マンション住民行方不明に-裁判で明け渡し請求可能 神戸新聞 2008年6月3日掲載
Q:私は、マンションの大家をしていますが、突然賃借人が家財道具を残し、失踪しました。
部屋を明け渡してもらいたいのですが、賃借人が行方不明であれば裁判もできないのでしょうか。
A:裁判で明渡請求できます
まず、部屋を明け渡してもらうためには賃貸借契約を解除しなければなりません。
延滞賃料請求の催告と、解除の意思表示をすることが必要ですが、賃借人が所在不明のため、解除の通知が賃借人に到達せず、解除の効力が生じないという点が問題となります。

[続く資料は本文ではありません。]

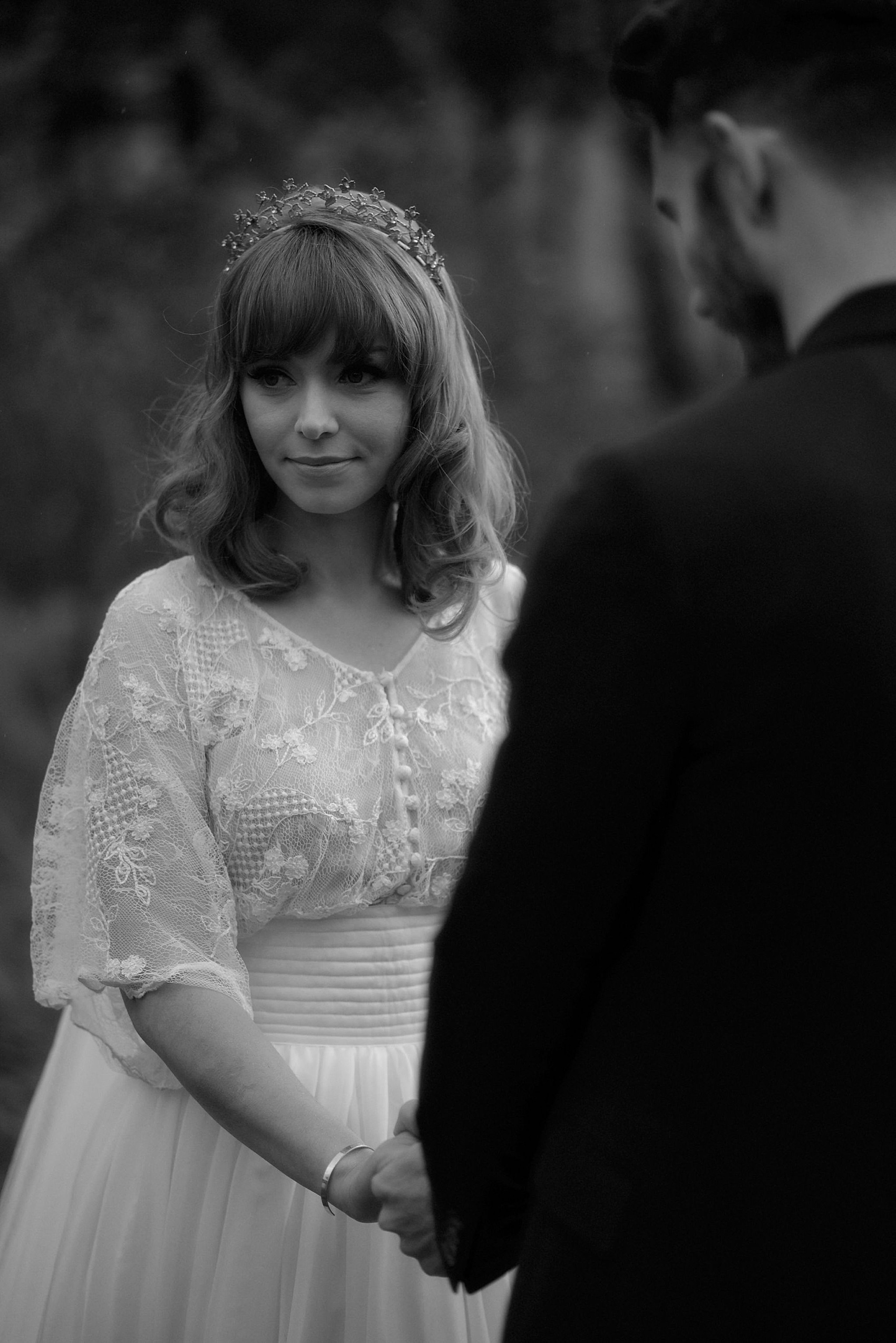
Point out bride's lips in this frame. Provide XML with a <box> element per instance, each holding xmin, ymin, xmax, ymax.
<box><xmin>289</xmin><ymin>457</ymin><xmax>357</xmax><ymax>476</ymax></box>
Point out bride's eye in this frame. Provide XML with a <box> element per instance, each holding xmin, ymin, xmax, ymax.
<box><xmin>249</xmin><ymin>365</ymin><xmax>286</xmax><ymax>392</ymax></box>
<box><xmin>340</xmin><ymin>364</ymin><xmax>385</xmax><ymax>387</ymax></box>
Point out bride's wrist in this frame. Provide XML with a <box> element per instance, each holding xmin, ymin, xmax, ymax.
<box><xmin>326</xmin><ymin>1147</ymin><xmax>371</xmax><ymax>1217</ymax></box>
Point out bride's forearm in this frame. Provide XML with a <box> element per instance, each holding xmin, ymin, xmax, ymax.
<box><xmin>122</xmin><ymin>984</ymin><xmax>376</xmax><ymax>1215</ymax></box>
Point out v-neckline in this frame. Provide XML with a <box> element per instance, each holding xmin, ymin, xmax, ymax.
<box><xmin>230</xmin><ymin>588</ymin><xmax>428</xmax><ymax>681</ymax></box>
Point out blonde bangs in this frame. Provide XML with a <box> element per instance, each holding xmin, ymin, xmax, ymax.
<box><xmin>216</xmin><ymin>220</ymin><xmax>424</xmax><ymax>383</ymax></box>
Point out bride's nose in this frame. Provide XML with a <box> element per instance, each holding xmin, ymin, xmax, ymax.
<box><xmin>294</xmin><ymin>384</ymin><xmax>338</xmax><ymax>439</ymax></box>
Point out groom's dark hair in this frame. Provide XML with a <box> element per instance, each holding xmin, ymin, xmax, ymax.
<box><xmin>610</xmin><ymin>0</ymin><xmax>896</xmax><ymax>175</ymax></box>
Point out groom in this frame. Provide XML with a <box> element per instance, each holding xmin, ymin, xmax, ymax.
<box><xmin>395</xmin><ymin>0</ymin><xmax>896</xmax><ymax>1343</ymax></box>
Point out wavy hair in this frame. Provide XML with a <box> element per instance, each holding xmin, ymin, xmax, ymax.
<box><xmin>144</xmin><ymin>209</ymin><xmax>520</xmax><ymax>638</ymax></box>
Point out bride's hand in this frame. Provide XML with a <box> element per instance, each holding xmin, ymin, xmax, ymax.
<box><xmin>326</xmin><ymin>1149</ymin><xmax>382</xmax><ymax>1222</ymax></box>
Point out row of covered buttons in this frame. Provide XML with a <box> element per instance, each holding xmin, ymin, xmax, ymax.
<box><xmin>387</xmin><ymin>677</ymin><xmax>423</xmax><ymax>896</ymax></box>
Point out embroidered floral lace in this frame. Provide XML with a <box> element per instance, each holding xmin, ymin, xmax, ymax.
<box><xmin>32</xmin><ymin>559</ymin><xmax>521</xmax><ymax>1087</ymax></box>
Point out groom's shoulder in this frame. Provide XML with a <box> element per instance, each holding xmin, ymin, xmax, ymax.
<box><xmin>570</xmin><ymin>349</ymin><xmax>896</xmax><ymax>524</ymax></box>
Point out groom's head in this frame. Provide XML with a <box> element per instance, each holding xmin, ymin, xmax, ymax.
<box><xmin>611</xmin><ymin>0</ymin><xmax>896</xmax><ymax>362</ymax></box>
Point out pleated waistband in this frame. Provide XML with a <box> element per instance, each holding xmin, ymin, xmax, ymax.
<box><xmin>239</xmin><ymin>905</ymin><xmax>443</xmax><ymax>1044</ymax></box>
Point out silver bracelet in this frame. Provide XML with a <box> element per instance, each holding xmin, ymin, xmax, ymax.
<box><xmin>321</xmin><ymin>1143</ymin><xmax>374</xmax><ymax>1217</ymax></box>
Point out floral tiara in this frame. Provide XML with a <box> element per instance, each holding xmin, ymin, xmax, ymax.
<box><xmin>222</xmin><ymin>177</ymin><xmax>445</xmax><ymax>290</ymax></box>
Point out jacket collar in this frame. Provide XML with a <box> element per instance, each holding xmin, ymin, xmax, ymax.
<box><xmin>795</xmin><ymin>282</ymin><xmax>896</xmax><ymax>359</ymax></box>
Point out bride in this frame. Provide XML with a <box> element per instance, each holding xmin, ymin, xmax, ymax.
<box><xmin>0</xmin><ymin>181</ymin><xmax>521</xmax><ymax>1343</ymax></box>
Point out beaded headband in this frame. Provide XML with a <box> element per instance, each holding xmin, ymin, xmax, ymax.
<box><xmin>222</xmin><ymin>177</ymin><xmax>445</xmax><ymax>290</ymax></box>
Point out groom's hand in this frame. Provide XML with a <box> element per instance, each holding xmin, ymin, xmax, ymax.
<box><xmin>392</xmin><ymin>1100</ymin><xmax>421</xmax><ymax>1137</ymax></box>
<box><xmin>371</xmin><ymin>1131</ymin><xmax>447</xmax><ymax>1277</ymax></box>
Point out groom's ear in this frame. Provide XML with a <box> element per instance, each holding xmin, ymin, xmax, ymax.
<box><xmin>701</xmin><ymin>111</ymin><xmax>781</xmax><ymax>233</ymax></box>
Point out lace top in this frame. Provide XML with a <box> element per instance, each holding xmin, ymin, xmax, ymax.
<box><xmin>32</xmin><ymin>559</ymin><xmax>522</xmax><ymax>1085</ymax></box>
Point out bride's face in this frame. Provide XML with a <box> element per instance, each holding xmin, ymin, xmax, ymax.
<box><xmin>239</xmin><ymin>337</ymin><xmax>410</xmax><ymax>515</ymax></box>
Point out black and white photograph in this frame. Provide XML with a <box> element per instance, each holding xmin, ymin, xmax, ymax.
<box><xmin>0</xmin><ymin>0</ymin><xmax>896</xmax><ymax>1343</ymax></box>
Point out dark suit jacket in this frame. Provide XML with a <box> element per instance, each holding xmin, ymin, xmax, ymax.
<box><xmin>419</xmin><ymin>285</ymin><xmax>896</xmax><ymax>1340</ymax></box>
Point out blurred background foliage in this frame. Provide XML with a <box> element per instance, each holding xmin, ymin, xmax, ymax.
<box><xmin>0</xmin><ymin>0</ymin><xmax>740</xmax><ymax>1167</ymax></box>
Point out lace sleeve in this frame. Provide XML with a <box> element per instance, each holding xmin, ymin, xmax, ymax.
<box><xmin>32</xmin><ymin>575</ymin><xmax>251</xmax><ymax>1087</ymax></box>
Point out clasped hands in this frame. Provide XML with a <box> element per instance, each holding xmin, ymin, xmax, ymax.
<box><xmin>333</xmin><ymin>1100</ymin><xmax>447</xmax><ymax>1277</ymax></box>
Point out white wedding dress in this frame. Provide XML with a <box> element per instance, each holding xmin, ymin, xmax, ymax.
<box><xmin>0</xmin><ymin>559</ymin><xmax>521</xmax><ymax>1343</ymax></box>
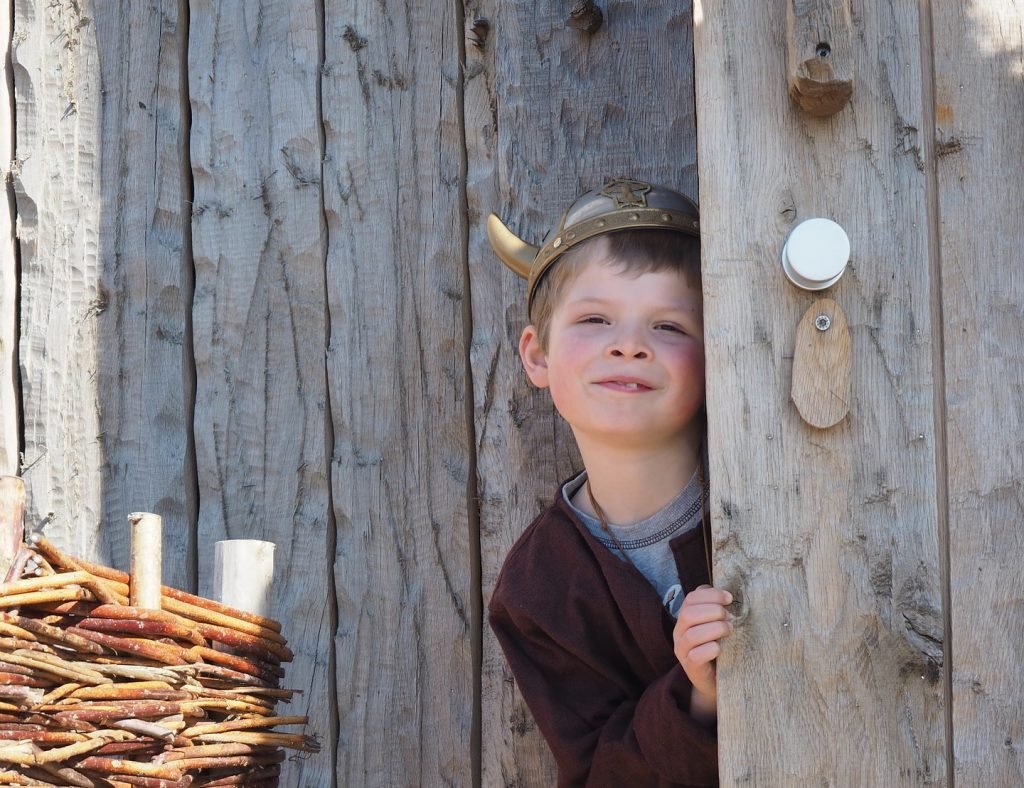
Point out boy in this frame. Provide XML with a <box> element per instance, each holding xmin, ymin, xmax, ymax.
<box><xmin>487</xmin><ymin>174</ymin><xmax>732</xmax><ymax>788</ymax></box>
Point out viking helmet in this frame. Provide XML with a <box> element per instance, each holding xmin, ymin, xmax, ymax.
<box><xmin>487</xmin><ymin>178</ymin><xmax>700</xmax><ymax>306</ymax></box>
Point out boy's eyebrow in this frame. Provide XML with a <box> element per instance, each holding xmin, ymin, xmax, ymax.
<box><xmin>565</xmin><ymin>295</ymin><xmax>700</xmax><ymax>314</ymax></box>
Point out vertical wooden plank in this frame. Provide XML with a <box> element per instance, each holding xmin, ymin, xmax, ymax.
<box><xmin>94</xmin><ymin>0</ymin><xmax>196</xmax><ymax>589</ymax></box>
<box><xmin>465</xmin><ymin>0</ymin><xmax>696</xmax><ymax>785</ymax></box>
<box><xmin>694</xmin><ymin>0</ymin><xmax>947</xmax><ymax>785</ymax></box>
<box><xmin>188</xmin><ymin>0</ymin><xmax>335</xmax><ymax>785</ymax></box>
<box><xmin>11</xmin><ymin>0</ymin><xmax>105</xmax><ymax>559</ymax></box>
<box><xmin>0</xmin><ymin>0</ymin><xmax>14</xmax><ymax>476</ymax></box>
<box><xmin>323</xmin><ymin>0</ymin><xmax>474</xmax><ymax>786</ymax></box>
<box><xmin>930</xmin><ymin>0</ymin><xmax>1024</xmax><ymax>785</ymax></box>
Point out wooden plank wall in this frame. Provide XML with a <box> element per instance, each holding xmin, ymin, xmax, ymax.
<box><xmin>932</xmin><ymin>0</ymin><xmax>1024</xmax><ymax>785</ymax></box>
<box><xmin>0</xmin><ymin>3</ymin><xmax>19</xmax><ymax>475</ymax></box>
<box><xmin>695</xmin><ymin>0</ymin><xmax>1024</xmax><ymax>785</ymax></box>
<box><xmin>465</xmin><ymin>0</ymin><xmax>696</xmax><ymax>785</ymax></box>
<box><xmin>0</xmin><ymin>0</ymin><xmax>1024</xmax><ymax>786</ymax></box>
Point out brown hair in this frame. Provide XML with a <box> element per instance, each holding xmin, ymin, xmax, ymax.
<box><xmin>529</xmin><ymin>229</ymin><xmax>700</xmax><ymax>348</ymax></box>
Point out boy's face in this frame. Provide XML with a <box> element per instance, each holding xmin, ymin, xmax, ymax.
<box><xmin>519</xmin><ymin>245</ymin><xmax>705</xmax><ymax>449</ymax></box>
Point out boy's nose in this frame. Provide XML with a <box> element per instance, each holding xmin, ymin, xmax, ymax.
<box><xmin>608</xmin><ymin>332</ymin><xmax>650</xmax><ymax>359</ymax></box>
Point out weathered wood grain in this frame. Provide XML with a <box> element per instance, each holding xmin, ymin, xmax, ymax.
<box><xmin>188</xmin><ymin>0</ymin><xmax>335</xmax><ymax>785</ymax></box>
<box><xmin>93</xmin><ymin>0</ymin><xmax>197</xmax><ymax>590</ymax></box>
<box><xmin>323</xmin><ymin>0</ymin><xmax>478</xmax><ymax>786</ymax></box>
<box><xmin>0</xmin><ymin>0</ymin><xmax>20</xmax><ymax>476</ymax></box>
<box><xmin>695</xmin><ymin>0</ymin><xmax>948</xmax><ymax>785</ymax></box>
<box><xmin>931</xmin><ymin>0</ymin><xmax>1024</xmax><ymax>785</ymax></box>
<box><xmin>11</xmin><ymin>0</ymin><xmax>105</xmax><ymax>559</ymax></box>
<box><xmin>465</xmin><ymin>0</ymin><xmax>696</xmax><ymax>786</ymax></box>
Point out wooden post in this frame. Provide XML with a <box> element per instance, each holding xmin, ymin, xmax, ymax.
<box><xmin>786</xmin><ymin>0</ymin><xmax>853</xmax><ymax>118</ymax></box>
<box><xmin>937</xmin><ymin>0</ymin><xmax>1024</xmax><ymax>786</ymax></box>
<box><xmin>0</xmin><ymin>4</ymin><xmax>19</xmax><ymax>478</ymax></box>
<box><xmin>694</xmin><ymin>0</ymin><xmax>942</xmax><ymax>785</ymax></box>
<box><xmin>466</xmin><ymin>0</ymin><xmax>700</xmax><ymax>786</ymax></box>
<box><xmin>213</xmin><ymin>539</ymin><xmax>274</xmax><ymax>618</ymax></box>
<box><xmin>128</xmin><ymin>512</ymin><xmax>164</xmax><ymax>610</ymax></box>
<box><xmin>0</xmin><ymin>476</ymin><xmax>25</xmax><ymax>580</ymax></box>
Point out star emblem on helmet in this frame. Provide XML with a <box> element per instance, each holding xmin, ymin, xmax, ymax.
<box><xmin>601</xmin><ymin>178</ymin><xmax>650</xmax><ymax>208</ymax></box>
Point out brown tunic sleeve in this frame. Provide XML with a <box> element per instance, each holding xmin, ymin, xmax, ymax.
<box><xmin>488</xmin><ymin>504</ymin><xmax>718</xmax><ymax>788</ymax></box>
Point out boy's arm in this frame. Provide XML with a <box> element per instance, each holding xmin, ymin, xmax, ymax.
<box><xmin>489</xmin><ymin>597</ymin><xmax>718</xmax><ymax>786</ymax></box>
<box><xmin>673</xmin><ymin>585</ymin><xmax>732</xmax><ymax>725</ymax></box>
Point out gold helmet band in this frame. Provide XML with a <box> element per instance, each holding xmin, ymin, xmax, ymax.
<box><xmin>487</xmin><ymin>178</ymin><xmax>700</xmax><ymax>306</ymax></box>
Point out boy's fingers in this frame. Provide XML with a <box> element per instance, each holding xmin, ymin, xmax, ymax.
<box><xmin>686</xmin><ymin>641</ymin><xmax>722</xmax><ymax>667</ymax></box>
<box><xmin>675</xmin><ymin>621</ymin><xmax>732</xmax><ymax>656</ymax></box>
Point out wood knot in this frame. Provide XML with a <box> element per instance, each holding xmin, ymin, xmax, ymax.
<box><xmin>565</xmin><ymin>0</ymin><xmax>604</xmax><ymax>33</ymax></box>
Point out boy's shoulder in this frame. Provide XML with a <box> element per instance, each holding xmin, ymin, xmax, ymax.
<box><xmin>492</xmin><ymin>488</ymin><xmax>589</xmax><ymax>601</ymax></box>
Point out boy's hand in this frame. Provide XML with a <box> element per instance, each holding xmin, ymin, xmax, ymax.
<box><xmin>672</xmin><ymin>585</ymin><xmax>732</xmax><ymax>723</ymax></box>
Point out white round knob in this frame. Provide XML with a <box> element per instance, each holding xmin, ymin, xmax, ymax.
<box><xmin>782</xmin><ymin>219</ymin><xmax>850</xmax><ymax>290</ymax></box>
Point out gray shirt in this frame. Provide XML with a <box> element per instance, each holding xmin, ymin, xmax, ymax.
<box><xmin>562</xmin><ymin>462</ymin><xmax>708</xmax><ymax>616</ymax></box>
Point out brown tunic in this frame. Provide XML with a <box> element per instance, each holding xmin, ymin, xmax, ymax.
<box><xmin>488</xmin><ymin>487</ymin><xmax>718</xmax><ymax>788</ymax></box>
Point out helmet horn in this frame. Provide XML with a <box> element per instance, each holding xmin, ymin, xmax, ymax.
<box><xmin>487</xmin><ymin>214</ymin><xmax>541</xmax><ymax>279</ymax></box>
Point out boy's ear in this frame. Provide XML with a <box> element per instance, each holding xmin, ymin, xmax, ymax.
<box><xmin>519</xmin><ymin>325</ymin><xmax>548</xmax><ymax>389</ymax></box>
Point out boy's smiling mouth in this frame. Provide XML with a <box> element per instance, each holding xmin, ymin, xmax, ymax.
<box><xmin>597</xmin><ymin>378</ymin><xmax>652</xmax><ymax>392</ymax></box>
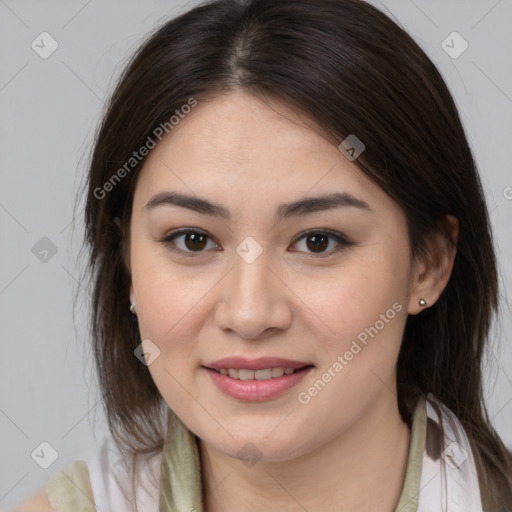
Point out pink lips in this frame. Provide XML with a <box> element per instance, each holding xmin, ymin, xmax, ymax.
<box><xmin>204</xmin><ymin>357</ymin><xmax>313</xmax><ymax>370</ymax></box>
<box><xmin>204</xmin><ymin>357</ymin><xmax>313</xmax><ymax>401</ymax></box>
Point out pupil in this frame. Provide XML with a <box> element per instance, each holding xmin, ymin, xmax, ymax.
<box><xmin>185</xmin><ymin>233</ymin><xmax>206</xmax><ymax>250</ymax></box>
<box><xmin>308</xmin><ymin>235</ymin><xmax>329</xmax><ymax>252</ymax></box>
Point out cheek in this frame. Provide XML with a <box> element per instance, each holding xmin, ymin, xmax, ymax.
<box><xmin>303</xmin><ymin>242</ymin><xmax>408</xmax><ymax>362</ymax></box>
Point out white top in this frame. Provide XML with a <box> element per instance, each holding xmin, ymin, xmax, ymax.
<box><xmin>86</xmin><ymin>436</ymin><xmax>163</xmax><ymax>512</ymax></box>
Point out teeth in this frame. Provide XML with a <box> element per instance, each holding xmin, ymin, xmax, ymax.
<box><xmin>215</xmin><ymin>368</ymin><xmax>298</xmax><ymax>380</ymax></box>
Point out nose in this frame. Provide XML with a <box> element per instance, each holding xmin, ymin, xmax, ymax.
<box><xmin>215</xmin><ymin>245</ymin><xmax>293</xmax><ymax>339</ymax></box>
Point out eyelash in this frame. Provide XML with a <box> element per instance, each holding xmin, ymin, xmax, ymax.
<box><xmin>158</xmin><ymin>228</ymin><xmax>353</xmax><ymax>258</ymax></box>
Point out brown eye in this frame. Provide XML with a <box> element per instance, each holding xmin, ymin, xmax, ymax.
<box><xmin>184</xmin><ymin>233</ymin><xmax>208</xmax><ymax>251</ymax></box>
<box><xmin>294</xmin><ymin>230</ymin><xmax>353</xmax><ymax>257</ymax></box>
<box><xmin>159</xmin><ymin>229</ymin><xmax>219</xmax><ymax>256</ymax></box>
<box><xmin>306</xmin><ymin>234</ymin><xmax>329</xmax><ymax>252</ymax></box>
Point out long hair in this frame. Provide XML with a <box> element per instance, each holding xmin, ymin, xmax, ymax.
<box><xmin>85</xmin><ymin>0</ymin><xmax>512</xmax><ymax>503</ymax></box>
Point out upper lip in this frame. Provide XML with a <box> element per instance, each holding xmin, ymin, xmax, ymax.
<box><xmin>204</xmin><ymin>357</ymin><xmax>313</xmax><ymax>370</ymax></box>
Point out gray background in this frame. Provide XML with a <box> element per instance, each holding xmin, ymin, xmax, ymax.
<box><xmin>0</xmin><ymin>0</ymin><xmax>512</xmax><ymax>509</ymax></box>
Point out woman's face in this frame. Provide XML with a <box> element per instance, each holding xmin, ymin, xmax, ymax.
<box><xmin>130</xmin><ymin>94</ymin><xmax>412</xmax><ymax>461</ymax></box>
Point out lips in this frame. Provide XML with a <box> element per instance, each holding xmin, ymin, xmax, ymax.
<box><xmin>203</xmin><ymin>357</ymin><xmax>313</xmax><ymax>372</ymax></box>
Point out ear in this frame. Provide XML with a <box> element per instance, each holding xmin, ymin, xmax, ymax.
<box><xmin>407</xmin><ymin>215</ymin><xmax>459</xmax><ymax>315</ymax></box>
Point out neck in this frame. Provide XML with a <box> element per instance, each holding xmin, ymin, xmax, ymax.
<box><xmin>200</xmin><ymin>389</ymin><xmax>410</xmax><ymax>512</ymax></box>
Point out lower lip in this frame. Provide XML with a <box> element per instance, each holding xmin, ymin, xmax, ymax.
<box><xmin>205</xmin><ymin>366</ymin><xmax>313</xmax><ymax>401</ymax></box>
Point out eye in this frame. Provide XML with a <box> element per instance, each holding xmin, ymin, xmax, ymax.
<box><xmin>159</xmin><ymin>228</ymin><xmax>219</xmax><ymax>256</ymax></box>
<box><xmin>288</xmin><ymin>229</ymin><xmax>353</xmax><ymax>256</ymax></box>
<box><xmin>159</xmin><ymin>228</ymin><xmax>353</xmax><ymax>257</ymax></box>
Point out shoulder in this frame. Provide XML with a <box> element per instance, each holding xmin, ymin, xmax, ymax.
<box><xmin>13</xmin><ymin>460</ymin><xmax>96</xmax><ymax>512</ymax></box>
<box><xmin>12</xmin><ymin>489</ymin><xmax>55</xmax><ymax>512</ymax></box>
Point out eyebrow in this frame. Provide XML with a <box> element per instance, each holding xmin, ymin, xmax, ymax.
<box><xmin>144</xmin><ymin>192</ymin><xmax>372</xmax><ymax>220</ymax></box>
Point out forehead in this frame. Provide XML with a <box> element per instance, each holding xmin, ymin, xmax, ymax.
<box><xmin>130</xmin><ymin>93</ymin><xmax>389</xmax><ymax>218</ymax></box>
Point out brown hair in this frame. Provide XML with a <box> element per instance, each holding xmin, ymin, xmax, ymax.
<box><xmin>80</xmin><ymin>0</ymin><xmax>512</xmax><ymax>504</ymax></box>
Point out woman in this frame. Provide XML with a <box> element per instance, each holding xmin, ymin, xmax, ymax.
<box><xmin>15</xmin><ymin>0</ymin><xmax>512</xmax><ymax>512</ymax></box>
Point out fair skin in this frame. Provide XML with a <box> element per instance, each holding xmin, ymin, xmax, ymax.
<box><xmin>16</xmin><ymin>93</ymin><xmax>458</xmax><ymax>512</ymax></box>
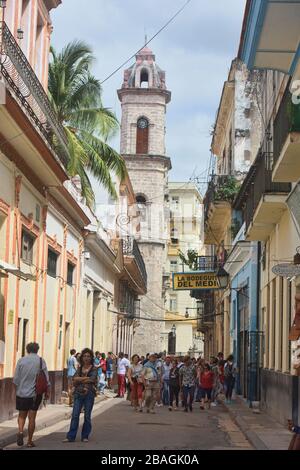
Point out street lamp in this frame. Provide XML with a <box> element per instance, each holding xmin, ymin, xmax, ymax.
<box><xmin>17</xmin><ymin>28</ymin><xmax>24</xmax><ymax>40</ymax></box>
<box><xmin>217</xmin><ymin>268</ymin><xmax>229</xmax><ymax>289</ymax></box>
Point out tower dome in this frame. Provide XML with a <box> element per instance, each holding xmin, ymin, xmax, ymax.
<box><xmin>122</xmin><ymin>46</ymin><xmax>166</xmax><ymax>90</ymax></box>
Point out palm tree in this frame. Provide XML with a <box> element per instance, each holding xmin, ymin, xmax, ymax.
<box><xmin>48</xmin><ymin>41</ymin><xmax>126</xmax><ymax>207</ymax></box>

この点に関しては、賃貸人は、マンションの明け渡しを求める裁判を提起する際、訴状で解除の意思表示をして、公示送達の手続(裁判所に2週間訴状を掲示することで相手方に訴状が送達されたとみなされる)を取ることで解除の効力が認められ、裁判できます。
その際、行方知れずということを、所在調査報告書を作成し、裁判所に証明しなければなりません。
そして、明け渡してもらうためには、解除の意思表示、マンションの明渡請求と延滞賃料の支払い請求を訴状に記載して裁判を提起し、確定判決を得た上で、家財道具に対して強制執行を申立て、競売するとよいでしょう。
ただ、この方法によっても、時間がかかり、処分費用が高かったりすることも多いので、契約時の保証人に明け渡しの手続きをしてもらい、家財道具を引き取ってもらうことが出来れば最善でしょう。
なお、保証人による対応が出来ない場合、面倒だからといって、無断で賃借人の部屋に入り、家財道具の運搬、処分をすることは、住居侵入罪、窃盗罪に該当する犯罪行為となり、民事上も不法行為となり損害賠償責任が生じますので、やはり法的手続が必要となります。
実際の事例では、延滞賃料額、敷金の有無などいろいろな事情を考慮する必要があり、事例ごとに判断が異なることもありますので、お困りの際は、弁護士などの専門家に相談することをお勧めします。